Quanto, infine, all’individuazione dei limiti di spesa applicabili, la risposta in commento richiama la circolare dell’Agenzia delle Entrate n. 30/E del 2020, la quale ha precisato che, nel caso di più interventi agevolabili sul medesimo immobile, il limite massimo di spesa ammesso alla detrazione è costituito dalla somma degli importi previsti per ciascuno degli interventi realizzati (purché le spese riferite ai diversi interventi siano distintamente contabilizzate e siano rispettati gli adempimenti specifici).
Qualora si tratti di interventi che comportino l’accorpamento di più unità abitative o la suddivisione di un’unica unità abitativa in più immobili, l’Agenzia delle Entrate precisa che occorre fare riferimento alla situazione catastale esistente all’inizio dei lavori e non a quella successiva alla fine dei lavori (in applicazione di quest’ultimo principio, l’Agenzia delle Entrate specifica al contribuente che, in assenza del titolo edilizio al momento dell’interpello, la detrazione potrà essere richiesta solo laddove l’intervento di demolizione e ricostruzione rientri ab origine tra quelli di ristrutturazione edilizia ex art. 3, comma 1, lett. d), D.P.R. n. 380/2001).
Sulla scorta dell’art. 119, comma 1, D.L. n. 34/2020, nel caso di interventi realizzati su parti comuni di edifici in condominio, l’ammontare di spesa calcolato in funzione del numero delle unità immobiliari di cui l’edificio è composto costituisce il limite massimo di spesa agevolabile riferito all’intero edificio (e non quello riferito alle singole unità che lo compongono)[9]: si tenga peraltro in considerazione che, nel caso di interventi sulle parti comuni, anche le pertinenze debbono concorrere come parte del moltiplicatore per il calcolo del limite massimo di spesa[10].

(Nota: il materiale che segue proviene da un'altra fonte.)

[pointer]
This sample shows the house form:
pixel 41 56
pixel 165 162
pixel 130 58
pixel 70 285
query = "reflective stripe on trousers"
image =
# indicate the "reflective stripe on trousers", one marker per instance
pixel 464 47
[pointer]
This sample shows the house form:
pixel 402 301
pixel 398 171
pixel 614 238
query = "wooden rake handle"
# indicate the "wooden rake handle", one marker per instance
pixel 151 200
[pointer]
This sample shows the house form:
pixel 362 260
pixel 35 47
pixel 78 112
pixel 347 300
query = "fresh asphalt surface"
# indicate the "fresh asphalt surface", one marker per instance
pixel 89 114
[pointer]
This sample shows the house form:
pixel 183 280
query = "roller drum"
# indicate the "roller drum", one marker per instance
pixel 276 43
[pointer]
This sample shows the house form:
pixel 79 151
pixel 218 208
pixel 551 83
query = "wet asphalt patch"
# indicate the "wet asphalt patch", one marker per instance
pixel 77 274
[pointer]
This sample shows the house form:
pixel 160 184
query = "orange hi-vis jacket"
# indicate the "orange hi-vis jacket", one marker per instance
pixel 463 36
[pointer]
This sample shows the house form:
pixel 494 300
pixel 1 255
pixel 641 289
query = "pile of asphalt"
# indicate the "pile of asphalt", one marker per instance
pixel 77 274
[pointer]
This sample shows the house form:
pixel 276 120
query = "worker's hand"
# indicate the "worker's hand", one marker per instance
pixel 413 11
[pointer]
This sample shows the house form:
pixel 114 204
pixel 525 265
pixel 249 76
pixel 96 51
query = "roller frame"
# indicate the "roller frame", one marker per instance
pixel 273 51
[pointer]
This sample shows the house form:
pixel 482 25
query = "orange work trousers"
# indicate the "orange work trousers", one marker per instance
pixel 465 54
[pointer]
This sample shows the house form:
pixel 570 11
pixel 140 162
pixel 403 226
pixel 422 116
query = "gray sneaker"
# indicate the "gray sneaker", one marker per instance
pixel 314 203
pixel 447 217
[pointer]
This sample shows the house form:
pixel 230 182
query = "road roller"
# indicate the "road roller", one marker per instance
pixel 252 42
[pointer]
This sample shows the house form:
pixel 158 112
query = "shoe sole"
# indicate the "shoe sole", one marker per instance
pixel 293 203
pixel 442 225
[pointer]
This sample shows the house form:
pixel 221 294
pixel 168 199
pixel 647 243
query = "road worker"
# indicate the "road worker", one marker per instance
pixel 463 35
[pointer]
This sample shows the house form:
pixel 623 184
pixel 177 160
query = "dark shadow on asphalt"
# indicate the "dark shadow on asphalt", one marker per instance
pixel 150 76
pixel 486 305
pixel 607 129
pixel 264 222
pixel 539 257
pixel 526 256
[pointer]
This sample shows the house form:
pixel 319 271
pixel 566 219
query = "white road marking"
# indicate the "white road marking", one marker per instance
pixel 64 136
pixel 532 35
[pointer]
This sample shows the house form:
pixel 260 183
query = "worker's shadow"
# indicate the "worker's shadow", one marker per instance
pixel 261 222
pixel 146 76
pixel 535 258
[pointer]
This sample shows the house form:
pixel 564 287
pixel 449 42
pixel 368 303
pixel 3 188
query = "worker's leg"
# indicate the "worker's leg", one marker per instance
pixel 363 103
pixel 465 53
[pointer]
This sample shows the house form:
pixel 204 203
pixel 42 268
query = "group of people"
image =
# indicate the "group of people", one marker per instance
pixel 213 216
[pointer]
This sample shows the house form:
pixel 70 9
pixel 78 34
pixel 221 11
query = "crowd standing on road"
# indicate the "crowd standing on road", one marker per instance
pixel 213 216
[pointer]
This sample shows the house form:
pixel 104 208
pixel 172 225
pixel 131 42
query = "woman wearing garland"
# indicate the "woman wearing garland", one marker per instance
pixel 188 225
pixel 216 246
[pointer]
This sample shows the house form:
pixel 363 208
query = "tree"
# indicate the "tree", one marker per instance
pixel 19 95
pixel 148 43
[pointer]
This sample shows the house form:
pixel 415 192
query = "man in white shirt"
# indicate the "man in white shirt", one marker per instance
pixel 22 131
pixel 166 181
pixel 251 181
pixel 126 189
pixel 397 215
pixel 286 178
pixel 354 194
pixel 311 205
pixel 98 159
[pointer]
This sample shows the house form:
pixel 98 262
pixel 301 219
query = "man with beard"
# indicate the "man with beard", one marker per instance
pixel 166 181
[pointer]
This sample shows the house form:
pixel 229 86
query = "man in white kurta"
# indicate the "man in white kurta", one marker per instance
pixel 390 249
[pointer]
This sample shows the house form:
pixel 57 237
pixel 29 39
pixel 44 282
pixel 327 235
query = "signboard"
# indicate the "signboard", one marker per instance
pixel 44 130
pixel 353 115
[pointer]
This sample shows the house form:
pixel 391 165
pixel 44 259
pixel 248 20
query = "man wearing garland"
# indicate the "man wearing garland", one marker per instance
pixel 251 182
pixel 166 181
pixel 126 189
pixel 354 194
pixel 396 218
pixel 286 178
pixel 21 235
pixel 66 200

[1] Per un generale approfondimento sugli immobili interessati dal beneficio fiscale, si rinvia a ZANIN T. (a cura di), “Ecobonus 110% e altre detrazioni casa”, Trento, 2021, pag. 373 e seguenti.
[2] Si veda tuttavia circolare Agenzia delle Entrate n. 19/2020, pag. 249, in cui viene escluso il diverso caso di un’unica unità immobiliare “principale”, rispetto alla quale altre unità immobiliari rivestono mero carattere “pertinenziale” e non possono essere considerate parti comuni dell’edificio: in altre parole, deve trattarsi di “… più unità immobiliari funzionalmente autonome …”.
[3] Paragrafo 1.1, pag. 6.
[4] ZANETTI E.-ZENI A., “Detrazioni per gli interventi “edilizi” e superbonus 110%”, Torino, 2021, pag. 43.
[5] Si vedano gli articoli 1129 e 1138 c.c.
[6] Si veda, anche di recente, Risposta agli interpelli 22/09/2021 n. 620 – Legge e Prassi “Superbonus – Condomini misti” (rubrica non ufficiale).
[7] Per un’esaustiva indagine sulle modalità alternative al bonus diretto, si vedano CHIESA F.-GUGLIOTTA G., “La scelta. Cessione del credito e sconto in fattura al posto delle detrazioni”, in I Focus del Sole 24 Ore, edizione del 29 luglio 2021, n. 23.
[8] ZANETTI E.-ZENI A., op. cit., pag. 48.
[9] Circolare Agenzia delle Entrate n. 24/E del 2020.
[10] FIAMMELLI M., “Superbonus: le pertinenze come moltiplicatore di spesa”, in Fisco e Tasse, 28/10/2020.